At a private hospital in Ikeja, a little after two in the morning, a registrar named Ngozi is holding a chest radiograph she has already decided is normal. The patient is a forty-four-year-old trader admitted with a fever and a cough that has not settled on the first antibiotic, and she is on her nineteenth hour, and the film in front of her looks like a hundred other films she has read this month. She uploads it to the second-read tool the department piloted in March — not because she is unsure, but because the protocol now says she should — and the model flags a subtle opacity in the left lower zone, behind the heart shadow, that she had not weighted. She looks again. It is there. Not because the machine saw something she could not have seen, but because at two in the morning, on the nineteenth hour, she had stopped looking. She starts the patient on cover for an atypical pneumonia that night rather than the next afternoon. The film was always going to be read correctly by a rested radiologist in the morning. The point is that the patient did not have to wait for the morning.
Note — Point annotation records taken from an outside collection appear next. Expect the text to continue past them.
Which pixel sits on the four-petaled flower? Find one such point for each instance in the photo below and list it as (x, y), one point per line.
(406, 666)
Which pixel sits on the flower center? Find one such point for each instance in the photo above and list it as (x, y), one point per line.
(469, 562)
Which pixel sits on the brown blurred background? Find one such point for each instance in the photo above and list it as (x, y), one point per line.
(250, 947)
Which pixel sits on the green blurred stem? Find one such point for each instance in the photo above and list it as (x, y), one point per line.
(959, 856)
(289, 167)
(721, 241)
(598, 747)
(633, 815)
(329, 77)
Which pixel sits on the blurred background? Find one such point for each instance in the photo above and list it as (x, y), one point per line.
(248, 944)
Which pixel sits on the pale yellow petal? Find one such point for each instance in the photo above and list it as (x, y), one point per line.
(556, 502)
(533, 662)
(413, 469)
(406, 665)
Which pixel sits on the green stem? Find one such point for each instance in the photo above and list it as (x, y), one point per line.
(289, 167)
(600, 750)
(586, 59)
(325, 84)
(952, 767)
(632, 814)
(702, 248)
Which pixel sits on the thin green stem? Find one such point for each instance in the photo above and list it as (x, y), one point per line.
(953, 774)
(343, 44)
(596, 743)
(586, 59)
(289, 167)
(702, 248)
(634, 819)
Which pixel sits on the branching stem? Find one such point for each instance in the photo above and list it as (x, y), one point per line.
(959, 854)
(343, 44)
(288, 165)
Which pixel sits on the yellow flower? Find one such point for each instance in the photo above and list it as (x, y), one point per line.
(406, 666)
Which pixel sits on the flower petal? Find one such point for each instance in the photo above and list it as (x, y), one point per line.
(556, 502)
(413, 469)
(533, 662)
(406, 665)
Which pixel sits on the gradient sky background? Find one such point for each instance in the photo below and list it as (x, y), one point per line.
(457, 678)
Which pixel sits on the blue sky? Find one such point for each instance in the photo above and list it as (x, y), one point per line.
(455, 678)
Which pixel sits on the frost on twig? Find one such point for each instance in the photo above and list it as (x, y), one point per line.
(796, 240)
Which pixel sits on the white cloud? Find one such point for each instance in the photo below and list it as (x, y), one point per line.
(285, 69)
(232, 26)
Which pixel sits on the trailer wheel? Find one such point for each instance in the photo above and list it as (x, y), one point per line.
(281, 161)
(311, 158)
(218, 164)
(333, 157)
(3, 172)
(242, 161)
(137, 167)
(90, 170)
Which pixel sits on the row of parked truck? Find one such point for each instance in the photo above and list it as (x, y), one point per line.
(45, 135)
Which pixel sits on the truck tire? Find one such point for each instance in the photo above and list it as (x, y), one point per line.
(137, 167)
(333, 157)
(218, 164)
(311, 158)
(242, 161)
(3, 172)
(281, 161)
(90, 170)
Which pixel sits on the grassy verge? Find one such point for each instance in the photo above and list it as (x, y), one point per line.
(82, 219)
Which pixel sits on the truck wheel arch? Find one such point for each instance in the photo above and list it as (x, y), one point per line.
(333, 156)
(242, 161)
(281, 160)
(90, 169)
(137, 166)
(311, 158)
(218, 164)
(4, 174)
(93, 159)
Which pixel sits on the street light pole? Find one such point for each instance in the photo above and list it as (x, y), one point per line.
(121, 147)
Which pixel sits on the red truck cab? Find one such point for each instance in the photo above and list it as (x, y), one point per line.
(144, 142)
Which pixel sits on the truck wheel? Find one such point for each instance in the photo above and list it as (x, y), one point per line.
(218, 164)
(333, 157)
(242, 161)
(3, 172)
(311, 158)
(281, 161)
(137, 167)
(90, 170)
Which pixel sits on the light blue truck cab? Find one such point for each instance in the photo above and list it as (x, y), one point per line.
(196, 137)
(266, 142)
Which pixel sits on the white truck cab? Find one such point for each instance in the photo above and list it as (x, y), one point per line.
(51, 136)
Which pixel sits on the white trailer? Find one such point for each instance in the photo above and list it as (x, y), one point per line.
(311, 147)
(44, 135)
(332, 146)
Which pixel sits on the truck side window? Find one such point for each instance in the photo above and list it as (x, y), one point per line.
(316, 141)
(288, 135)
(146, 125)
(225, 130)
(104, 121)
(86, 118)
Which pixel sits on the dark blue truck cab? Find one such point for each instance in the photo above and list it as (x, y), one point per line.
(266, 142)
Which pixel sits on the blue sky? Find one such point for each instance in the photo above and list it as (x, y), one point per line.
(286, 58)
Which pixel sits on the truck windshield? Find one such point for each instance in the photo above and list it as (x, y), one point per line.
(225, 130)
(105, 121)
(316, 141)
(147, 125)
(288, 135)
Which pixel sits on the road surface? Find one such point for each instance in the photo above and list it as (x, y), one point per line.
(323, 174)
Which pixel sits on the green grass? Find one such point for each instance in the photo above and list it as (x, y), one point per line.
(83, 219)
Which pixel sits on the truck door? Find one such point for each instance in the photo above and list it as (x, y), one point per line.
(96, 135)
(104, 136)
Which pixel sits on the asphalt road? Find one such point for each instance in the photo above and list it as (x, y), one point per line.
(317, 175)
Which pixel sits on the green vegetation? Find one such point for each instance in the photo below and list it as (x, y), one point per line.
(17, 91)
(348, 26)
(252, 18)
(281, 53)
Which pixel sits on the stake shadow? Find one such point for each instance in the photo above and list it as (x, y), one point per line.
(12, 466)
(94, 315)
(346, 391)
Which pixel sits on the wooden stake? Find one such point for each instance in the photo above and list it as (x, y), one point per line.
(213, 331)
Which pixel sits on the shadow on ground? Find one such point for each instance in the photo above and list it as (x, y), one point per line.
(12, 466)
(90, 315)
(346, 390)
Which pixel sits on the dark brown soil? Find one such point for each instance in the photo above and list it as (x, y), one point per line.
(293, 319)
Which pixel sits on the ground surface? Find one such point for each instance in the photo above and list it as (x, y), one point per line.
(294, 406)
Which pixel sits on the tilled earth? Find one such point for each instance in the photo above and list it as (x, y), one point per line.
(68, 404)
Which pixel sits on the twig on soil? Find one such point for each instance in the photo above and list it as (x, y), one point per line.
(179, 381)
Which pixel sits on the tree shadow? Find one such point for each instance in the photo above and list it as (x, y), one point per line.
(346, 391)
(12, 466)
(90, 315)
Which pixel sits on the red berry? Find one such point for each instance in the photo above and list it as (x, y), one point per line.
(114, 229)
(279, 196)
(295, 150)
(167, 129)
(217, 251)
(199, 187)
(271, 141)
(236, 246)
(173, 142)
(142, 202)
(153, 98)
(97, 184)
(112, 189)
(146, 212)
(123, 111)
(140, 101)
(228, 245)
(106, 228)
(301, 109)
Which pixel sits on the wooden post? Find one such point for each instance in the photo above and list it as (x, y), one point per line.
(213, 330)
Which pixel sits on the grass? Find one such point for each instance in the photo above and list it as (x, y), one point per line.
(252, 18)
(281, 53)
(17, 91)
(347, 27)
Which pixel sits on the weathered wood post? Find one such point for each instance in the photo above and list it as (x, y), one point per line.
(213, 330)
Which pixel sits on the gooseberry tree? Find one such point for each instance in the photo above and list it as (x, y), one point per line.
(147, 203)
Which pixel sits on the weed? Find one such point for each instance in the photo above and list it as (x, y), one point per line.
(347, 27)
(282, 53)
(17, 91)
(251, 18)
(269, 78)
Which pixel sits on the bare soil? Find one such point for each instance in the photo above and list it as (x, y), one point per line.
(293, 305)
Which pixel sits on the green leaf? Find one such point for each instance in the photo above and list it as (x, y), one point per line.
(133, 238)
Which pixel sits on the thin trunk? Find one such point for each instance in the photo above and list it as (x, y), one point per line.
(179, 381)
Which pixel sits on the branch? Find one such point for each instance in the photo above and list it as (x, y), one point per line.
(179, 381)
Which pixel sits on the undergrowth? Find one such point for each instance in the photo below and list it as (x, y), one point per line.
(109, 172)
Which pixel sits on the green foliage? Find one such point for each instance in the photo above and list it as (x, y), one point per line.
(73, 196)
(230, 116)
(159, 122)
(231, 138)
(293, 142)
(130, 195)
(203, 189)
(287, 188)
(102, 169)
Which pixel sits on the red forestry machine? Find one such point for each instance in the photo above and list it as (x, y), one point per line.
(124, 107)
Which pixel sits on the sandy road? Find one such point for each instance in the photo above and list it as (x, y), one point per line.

I open with that scene because it is the honest shape of what artificial intelligence is doing to medicine right now, and it is neither of the two stories that dominate the conversation. It is not the machine replacing the doctor. It is not the machine failing and harming the patient. It is a tired human being caught by a tool at the exact moment human attention runs out — and a human being who was still the one who looked again, prescribed, and signed. The whole argument of this piece sits inside that distinction. The machine did not replace Ngozi. But a version of Ngozi who used the machine outperformed the version who, on a different night, did not.
The reasoning that a machine can challenge but must not conclude
The most seductive use of a clinical large language model, and the most dangerous, is differential diagnosis. You describe a case — the fifty-two-year-old with weight loss and night sweats and a normal chest film, the child with a limp and a fever that will not name itself — and the model returns a structured list of what it could be, ranked, with the reasoning attached. Used well, this is genuinely valuable, and the value is not the answer. It is the challenge to your own anchoring. The commonest way a diagnosis is missed is not that the doctor lacked the knowledge to reach it; it is that the doctor settled early on a first impression and stopped generating alternatives. A model that hands you three possibilities you had already dismissed, and one you had never considered, is doing to your reasoning what a good senior colleague does on a ward round — forcing the list back open.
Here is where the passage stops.